唯一、そばにいたのは小泉進次郎環境相で、マスコミから総理辞任について問われ

「もっと自分の言葉で総理に語っていただきたかった」
「総理は批判されてばっかりだったが、こんなに仕事をした政権はない」

などと涙ながらに語った。

安倍晋三前首相が持病の悪化を理由に政権を放り投げ、火中の栗を拾った。与党内では

「コロナで誰がやっても難しい政権運営だった」

と同情の声も聞こえる。いつも辛口で知られる実業家の堀江貴文氏は自身のユーチューブチャンネルで

「歴代首相の中でも非常に優れている」
「公約はほとんど実行できている」

と菅首相を評価した。

それでもコロナ重症者数が高止まりするなか、野党の求める臨時国会召集に応じず、自爆テロのような形で終焉を迎えたことは大問題だ。そのことに改めて気づかせてくれたのは、新型コロナウイルスに感染し、死の淵をさまよったタレントの野々村真だ。

野々村は9月6日、『バイキングMORE』(フジテレビ系)にリモート出演。菅首相について聞かれると、息を切らしながら思いの丈をぶちまけた。

「申し訳ないですけど、もっと早く菅首相には辞めていただきたかったなくらいの思い。このような状況になって『今かよ』と。生死をさまよった人間として言わせてもらいますけど、本当に今、この時点でたくさんの人がまだ苦しんでいる」

涙を流した小泉環境相に対しても手厳しい。

「泣きたいのは…。泣きたくても泣けなくても苦しんでいるのは、今、集中治療室(ICU)に入っている人たち。そして亡くなった人たち、そのご家族。この政治のおかげで命を失っていることを絶対忘れないでほしい」

と怒りの形相で訴えた。

野々村は7月30日にコロナの陽性が判明したものの、国の基準でいう軽症者とされ、救急搬送は断られ、自宅療養を続けていた。その後、容態が悪化し8月5日に入院。

その時点で重度の肺炎と診断され、ICUに直行。エクモ(人工心肺装置)寸前のところまでいったという。

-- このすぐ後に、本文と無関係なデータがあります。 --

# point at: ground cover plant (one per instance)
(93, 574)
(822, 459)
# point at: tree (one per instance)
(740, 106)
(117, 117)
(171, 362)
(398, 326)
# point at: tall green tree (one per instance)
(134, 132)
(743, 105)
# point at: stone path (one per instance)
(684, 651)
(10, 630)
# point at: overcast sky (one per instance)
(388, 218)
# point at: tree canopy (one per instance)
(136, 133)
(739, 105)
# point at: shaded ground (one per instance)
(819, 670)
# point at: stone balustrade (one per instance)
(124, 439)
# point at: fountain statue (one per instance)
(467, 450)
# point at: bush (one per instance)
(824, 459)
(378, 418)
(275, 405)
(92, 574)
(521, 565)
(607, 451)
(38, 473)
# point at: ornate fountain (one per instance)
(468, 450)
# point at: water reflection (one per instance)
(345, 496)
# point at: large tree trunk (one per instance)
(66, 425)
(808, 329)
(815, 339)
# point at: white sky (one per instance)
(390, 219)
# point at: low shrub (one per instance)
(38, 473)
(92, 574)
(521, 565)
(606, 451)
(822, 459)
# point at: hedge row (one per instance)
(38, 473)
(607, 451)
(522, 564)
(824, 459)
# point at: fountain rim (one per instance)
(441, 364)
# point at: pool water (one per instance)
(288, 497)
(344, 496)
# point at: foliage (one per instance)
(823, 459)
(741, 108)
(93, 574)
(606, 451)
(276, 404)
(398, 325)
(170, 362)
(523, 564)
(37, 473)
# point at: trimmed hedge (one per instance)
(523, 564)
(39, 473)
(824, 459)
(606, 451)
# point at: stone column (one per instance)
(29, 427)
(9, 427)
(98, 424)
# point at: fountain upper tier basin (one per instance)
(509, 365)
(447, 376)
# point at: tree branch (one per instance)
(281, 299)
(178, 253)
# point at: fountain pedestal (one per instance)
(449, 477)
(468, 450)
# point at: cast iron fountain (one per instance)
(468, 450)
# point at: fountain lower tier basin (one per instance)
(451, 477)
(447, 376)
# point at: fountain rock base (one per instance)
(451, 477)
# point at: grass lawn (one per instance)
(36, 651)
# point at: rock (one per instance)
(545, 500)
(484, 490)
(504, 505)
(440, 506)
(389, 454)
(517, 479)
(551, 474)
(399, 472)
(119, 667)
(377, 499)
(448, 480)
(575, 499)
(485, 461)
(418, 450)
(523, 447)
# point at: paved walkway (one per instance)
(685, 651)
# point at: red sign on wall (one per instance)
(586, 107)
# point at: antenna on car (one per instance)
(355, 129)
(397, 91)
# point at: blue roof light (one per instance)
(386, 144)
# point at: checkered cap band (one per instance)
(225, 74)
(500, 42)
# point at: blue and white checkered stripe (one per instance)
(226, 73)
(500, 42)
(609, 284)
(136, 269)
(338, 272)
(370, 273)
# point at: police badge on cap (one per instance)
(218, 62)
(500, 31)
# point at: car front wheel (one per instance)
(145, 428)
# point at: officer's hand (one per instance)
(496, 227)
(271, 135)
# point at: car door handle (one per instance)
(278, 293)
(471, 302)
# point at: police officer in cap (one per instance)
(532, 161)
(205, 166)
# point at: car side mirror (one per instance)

8月24日に退院した野々村はユーチューブで病状を報告。闘病の厳しさを物語るように、顔はゲッソリ痩せこけ、声もかすれ気味。わずかな文章を話すだけでも息切れが目立った。

「退院したからと言っても完治したわけではありません。野々村さんの場合、肺の背中側が硬化していたそうなので、回復後も呼吸しづらくなるという後遺症が残る可能性がある」(医療関係者)

コロナ感染前は仲の良い坂上忍を筆頭に“イジられキャラ”として人気だったが、極限の闘病生活を経て、その言葉には重みが宿った。

「コロナ関連のニュースで“当事者”として野々村さんにお声が掛かることは増えると思う。本人も国や都の後手後手のコロナ対応には憤りを感じている。医療現場の過酷さを肌で感じ『何とかしなくては』という気持ちも持っている」(テレビ局関係者)

東京都の感染者数は8月中旬をピークに減少傾向にある。政府コロナ対策分科会の尾身茂会長は、ワクチンを2回接種した人の大規模イベントへの参加や大人数での会食、都道府県をまたぐ旅行の解禁を提言している。

また、国は感染のピークアウトと判断すれば、早期に諸外国との経済交流を全面解禁する方針だ。前出の医療関係者が吐き捨てる。

「医療現場では『まだ早い』『楽観的すぎる』といった声が圧倒的です。事実上の医療崩壊を招いた原因の総括をしない限り、再び同じようなことが起きます」

もっか永田町はコロナよりも総裁選やその後の衆院選挙の話題で持ち切りだ。野々村が声を大にするように、医療の現場がないがしろにされては救える命も救えない――。